47 Meters Down: Uncaged (2019)
Turn off your brain, and it's actually a good movie
If you go into this movie looking for anything other than dumb, popcorn entertainment. Turn off your brain and don't think about the plot holes. I did, and I ended up really enjoying it. It was actually one of the scariest movies that I've seen in a long time. Let me start off by saying that I'm mildly claustrophobic and just the premise of being trapped in an underwater cave with the entrance blocked had me my skin crawling. But the jump scares were effective, too. And they didn't try to justify the silliness with science or anything else. They just leaned into it. I would suggest anyone seeing this movie do the same.
A Star Is Born (2018)
Near perfect movie
It was so good, it even made it look like Andrew Dice Clay seem talented.
Brightburn (2019)
Interesting premises
Well acted. And completely dull. It was like paint drying. An hour and a half long, the first half hour was the kid just being a kid and them being a big happy family. The movie didn't get moving until an hour into it. I'm familiar with the concept of a slow burn, but you need some suspense for that, and this movie didn't have any at all. Giant yawn.
Destroyer (2018)
This movie was great
Reading the reviews here, the main knock seemed to be that the plot was "too complicated." Don't listen to those the people writing them were just too simple. Best movie I've seen in a while.
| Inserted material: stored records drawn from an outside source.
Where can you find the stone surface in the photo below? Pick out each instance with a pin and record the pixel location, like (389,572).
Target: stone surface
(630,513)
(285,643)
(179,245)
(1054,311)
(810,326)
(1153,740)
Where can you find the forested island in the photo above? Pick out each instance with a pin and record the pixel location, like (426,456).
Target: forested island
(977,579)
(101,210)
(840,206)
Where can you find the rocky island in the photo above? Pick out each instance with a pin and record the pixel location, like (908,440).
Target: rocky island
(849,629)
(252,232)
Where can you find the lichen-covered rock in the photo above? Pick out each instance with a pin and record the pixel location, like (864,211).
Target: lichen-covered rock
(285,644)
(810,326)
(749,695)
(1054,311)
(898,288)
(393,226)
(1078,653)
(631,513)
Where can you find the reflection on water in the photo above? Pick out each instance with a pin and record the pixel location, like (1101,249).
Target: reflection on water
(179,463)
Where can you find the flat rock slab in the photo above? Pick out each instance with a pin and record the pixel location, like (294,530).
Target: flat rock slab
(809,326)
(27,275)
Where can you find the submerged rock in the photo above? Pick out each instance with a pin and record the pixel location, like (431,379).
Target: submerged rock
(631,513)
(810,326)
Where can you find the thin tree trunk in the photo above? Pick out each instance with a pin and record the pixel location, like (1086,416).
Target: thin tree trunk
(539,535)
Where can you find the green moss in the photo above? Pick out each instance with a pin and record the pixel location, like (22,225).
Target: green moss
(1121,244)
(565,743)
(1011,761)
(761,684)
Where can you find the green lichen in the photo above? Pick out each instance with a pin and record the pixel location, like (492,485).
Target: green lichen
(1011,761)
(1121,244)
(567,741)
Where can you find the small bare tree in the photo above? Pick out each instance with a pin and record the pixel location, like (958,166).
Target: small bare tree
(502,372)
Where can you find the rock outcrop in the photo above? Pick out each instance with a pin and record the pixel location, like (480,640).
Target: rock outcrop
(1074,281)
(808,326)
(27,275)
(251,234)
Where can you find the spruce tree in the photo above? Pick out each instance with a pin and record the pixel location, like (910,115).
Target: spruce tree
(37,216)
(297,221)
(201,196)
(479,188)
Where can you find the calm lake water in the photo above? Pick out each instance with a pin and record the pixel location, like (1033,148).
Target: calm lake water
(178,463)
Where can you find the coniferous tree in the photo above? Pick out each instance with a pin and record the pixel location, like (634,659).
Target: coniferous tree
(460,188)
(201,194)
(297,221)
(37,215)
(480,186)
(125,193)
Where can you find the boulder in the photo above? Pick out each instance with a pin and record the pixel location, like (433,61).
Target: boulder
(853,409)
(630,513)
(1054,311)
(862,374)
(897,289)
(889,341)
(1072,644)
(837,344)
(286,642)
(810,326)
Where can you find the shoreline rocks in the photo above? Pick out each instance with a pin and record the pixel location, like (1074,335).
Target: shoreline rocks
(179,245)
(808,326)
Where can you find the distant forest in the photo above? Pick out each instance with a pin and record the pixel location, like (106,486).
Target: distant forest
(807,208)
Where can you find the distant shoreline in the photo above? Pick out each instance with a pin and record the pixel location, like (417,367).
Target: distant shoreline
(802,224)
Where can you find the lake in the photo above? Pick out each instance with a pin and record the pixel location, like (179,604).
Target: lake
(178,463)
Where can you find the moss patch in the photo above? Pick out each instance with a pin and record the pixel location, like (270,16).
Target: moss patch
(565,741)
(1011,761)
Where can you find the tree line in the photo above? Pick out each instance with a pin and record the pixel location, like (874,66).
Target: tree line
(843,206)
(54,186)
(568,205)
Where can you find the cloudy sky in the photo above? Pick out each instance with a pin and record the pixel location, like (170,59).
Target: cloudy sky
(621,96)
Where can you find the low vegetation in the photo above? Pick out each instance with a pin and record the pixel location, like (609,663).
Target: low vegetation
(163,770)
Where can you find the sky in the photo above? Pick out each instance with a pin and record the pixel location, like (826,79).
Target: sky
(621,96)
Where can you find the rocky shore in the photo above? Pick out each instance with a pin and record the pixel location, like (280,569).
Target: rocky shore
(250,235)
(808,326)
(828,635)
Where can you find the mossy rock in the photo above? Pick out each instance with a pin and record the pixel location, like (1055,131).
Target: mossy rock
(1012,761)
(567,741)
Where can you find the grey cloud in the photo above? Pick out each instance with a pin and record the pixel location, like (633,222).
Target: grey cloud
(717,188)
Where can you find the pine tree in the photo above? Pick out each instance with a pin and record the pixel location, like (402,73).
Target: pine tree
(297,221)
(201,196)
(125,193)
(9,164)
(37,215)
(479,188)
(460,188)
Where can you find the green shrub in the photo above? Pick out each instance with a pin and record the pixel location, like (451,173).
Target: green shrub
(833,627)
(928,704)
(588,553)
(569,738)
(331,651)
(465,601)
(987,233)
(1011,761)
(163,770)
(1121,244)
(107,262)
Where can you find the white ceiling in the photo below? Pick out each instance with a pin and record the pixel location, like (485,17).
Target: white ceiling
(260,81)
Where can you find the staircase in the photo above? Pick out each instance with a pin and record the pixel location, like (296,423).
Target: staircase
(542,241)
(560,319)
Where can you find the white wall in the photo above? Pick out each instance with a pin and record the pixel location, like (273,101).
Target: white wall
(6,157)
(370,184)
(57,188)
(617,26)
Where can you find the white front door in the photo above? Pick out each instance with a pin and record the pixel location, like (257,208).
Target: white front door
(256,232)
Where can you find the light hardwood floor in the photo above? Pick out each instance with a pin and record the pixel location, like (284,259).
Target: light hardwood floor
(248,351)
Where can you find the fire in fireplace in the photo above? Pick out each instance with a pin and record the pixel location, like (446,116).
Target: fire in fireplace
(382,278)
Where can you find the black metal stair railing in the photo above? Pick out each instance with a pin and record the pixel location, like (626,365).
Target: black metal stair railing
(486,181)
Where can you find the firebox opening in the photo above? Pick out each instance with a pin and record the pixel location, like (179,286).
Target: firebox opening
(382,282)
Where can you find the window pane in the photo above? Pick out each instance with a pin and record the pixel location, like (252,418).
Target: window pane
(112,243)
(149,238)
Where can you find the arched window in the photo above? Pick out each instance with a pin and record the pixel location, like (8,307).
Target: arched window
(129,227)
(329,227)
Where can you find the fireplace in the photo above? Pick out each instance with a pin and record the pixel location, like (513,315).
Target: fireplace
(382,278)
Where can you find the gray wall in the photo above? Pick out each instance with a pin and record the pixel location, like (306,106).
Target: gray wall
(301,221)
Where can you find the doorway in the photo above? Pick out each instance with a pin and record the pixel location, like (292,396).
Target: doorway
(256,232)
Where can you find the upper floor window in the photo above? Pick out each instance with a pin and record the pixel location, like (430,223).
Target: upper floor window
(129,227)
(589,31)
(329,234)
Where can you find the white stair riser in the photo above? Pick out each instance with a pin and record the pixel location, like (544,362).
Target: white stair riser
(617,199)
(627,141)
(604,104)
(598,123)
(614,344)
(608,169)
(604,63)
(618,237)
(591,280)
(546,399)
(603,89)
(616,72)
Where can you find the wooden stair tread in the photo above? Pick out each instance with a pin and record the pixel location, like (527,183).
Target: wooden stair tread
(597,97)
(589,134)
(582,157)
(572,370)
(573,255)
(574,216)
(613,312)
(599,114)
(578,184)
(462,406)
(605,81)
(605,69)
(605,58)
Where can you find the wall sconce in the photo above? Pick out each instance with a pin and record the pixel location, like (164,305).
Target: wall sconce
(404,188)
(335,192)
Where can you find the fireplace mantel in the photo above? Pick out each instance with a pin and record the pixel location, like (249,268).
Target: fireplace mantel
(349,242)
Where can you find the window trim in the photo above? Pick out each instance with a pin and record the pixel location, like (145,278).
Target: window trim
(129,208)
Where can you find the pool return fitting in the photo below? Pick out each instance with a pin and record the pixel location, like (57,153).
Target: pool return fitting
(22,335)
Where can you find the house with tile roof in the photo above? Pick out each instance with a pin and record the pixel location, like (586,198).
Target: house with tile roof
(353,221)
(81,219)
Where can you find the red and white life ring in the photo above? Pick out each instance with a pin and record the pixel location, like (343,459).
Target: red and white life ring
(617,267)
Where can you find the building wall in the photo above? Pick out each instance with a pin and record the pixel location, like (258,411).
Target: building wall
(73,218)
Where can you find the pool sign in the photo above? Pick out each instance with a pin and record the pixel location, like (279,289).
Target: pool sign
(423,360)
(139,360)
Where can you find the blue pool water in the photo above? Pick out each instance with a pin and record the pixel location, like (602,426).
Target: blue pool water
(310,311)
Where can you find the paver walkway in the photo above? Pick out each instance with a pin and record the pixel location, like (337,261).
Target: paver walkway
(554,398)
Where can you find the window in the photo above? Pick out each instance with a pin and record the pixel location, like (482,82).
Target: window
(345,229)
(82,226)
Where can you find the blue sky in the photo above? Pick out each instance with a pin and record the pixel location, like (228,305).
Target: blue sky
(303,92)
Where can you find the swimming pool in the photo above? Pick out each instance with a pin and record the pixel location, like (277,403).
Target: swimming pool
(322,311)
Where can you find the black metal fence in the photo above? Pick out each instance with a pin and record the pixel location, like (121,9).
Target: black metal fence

Our Cartoon President (2018)
Awful
I despise Trump as a person and a President, but this show is terrible. It's worse than Lil Bush, which I didn't think was possible. Colbert produced this garbage, he should have loaned some of the writers from his late show to it.
Under the Skin (2013)
I made it all the way through Mother
And I waked out of this movie. The only other movie where I walked out of the theater was Son in Law with Pauline Shore, but I snuck into that one. This was easily one the top five worst movies I've ever seen. Slow doesn't begin to describe it. It took her a full minute to take a bite of cake, for God's sake, and that's not an exaggeration.
Kodachrome (2017)
It's like watching a summer rerun like when I was a kid (spoilers)
To paraphrase Syd Field, you can have a lot of things (acting, directing, etc.) turn a good screenplay into a bad movie, but none of those things can save a bad script and turn it into a good movie. That's the case here. This movie has a great cast (Ed Harris is one of the best actors of his generation, in my opinion) and a decent soundtrack. What is completely absent is an original thought in the entire movie. It had every chiche' imaginable. It was like the writers bought a book titled "How to Write a Road Trip Movie in Five Days" and got to work. I marked this review as having "spoilers", but honestly if you haven't figured out in the first ten minutes everything that's going to happen, then you should stick to coloring purple elephants from the refrigerator and eating paste. They used the same Saab convertible as they did in As Good As it Gets (In this movie it was red, Good As It Gets it was blue. And thank God they had the gratuitous sing-a-long with the Sudukis and Olsen, just before they fell in bed together.
Here's a brief synapsis of the plot - that Ed Harris's character, a legendary photographer, is terminally ill and wants his estranged son to help him hand deliver 4 rolls of early film to have it developed. They bond, the son sleeps with the attractive nurse, he and the nurse fight (completely fabricated reason, btw), father dies, the rolls of film are of the son as a little kid, showing that the father loved him all along (blatant rip off of People Like US), son and nurse reconcile for ... reasons. Again, I pretty much knew all of this within the first ten minutes of the movie, and I intentionally try to turn my brain off to try to avoid figuring out the entire thing at the beginning and ruining it.
Gotti (2018)
Not really a movie, more of a sketch show
There was no plot to speak of, more individual antecedents stuck together to try to resemble one. The only reason I gave this five stars is Travolta's performance was pretty good. That being said, Junior was right when he said that Travolta didn't have natural swagger.
Another big problem is that the movie is very shallow. They completely omitted anything about Gotti that would potentially make him look bad - the "activity" on the Ruggerio tapes was that they were dealing heroin. Gotti didn't whack Paul to save Angelo so much as himself. They skipped the part where he beat a man over a parking spot, and none of the multiple murders he ordered were mentioned. Also, everyone except Kelly Preston as Victoria Gotti and John Travolta were miscast.
The 1996 HBO movie with Armand Assante was much better.
Ingrid Goes West (2017)
Admittedly biased review
This movie was well made. It was well written and well acted. But I hated it. I hated it because both Ingrid and Taylor represented everything that I despise about our society today - style over substance, vomiting one's life all over social media, strangers who clamor to lick up that vomit, getting personal validation by how many complete strangers follow you on twitter, Instagram, Facebook, etc., letting society dictate your worth based on the same criteria, thinking that every opinion that one has matters and should be shared with the world, etc. In short, social media. And in the end, nobody learned anything. Not even Dan (Played by O'Shea Jackson, Jr., and probably the best thing about this movie) learned his lesson. Nor did Taylor's husband. Nobody. They just kept living their sh**ty lives the same way they did before the movie.
Like I said, it was a technically well-made movie, but not a good one and not really funny, unless you're the type that thought it was hilarious when Carrie got drenched with pig's blood or laugh at the really horrible contestants on American Idol. It's the same kind of humor - mean spirited at the expense of people who are lonely and pathetic and are just trying to do the best they can to ease their pain.
I would have given this movie 3/10, but my personal rule is that anything starring Elizabeth Olsen is worth at least 5.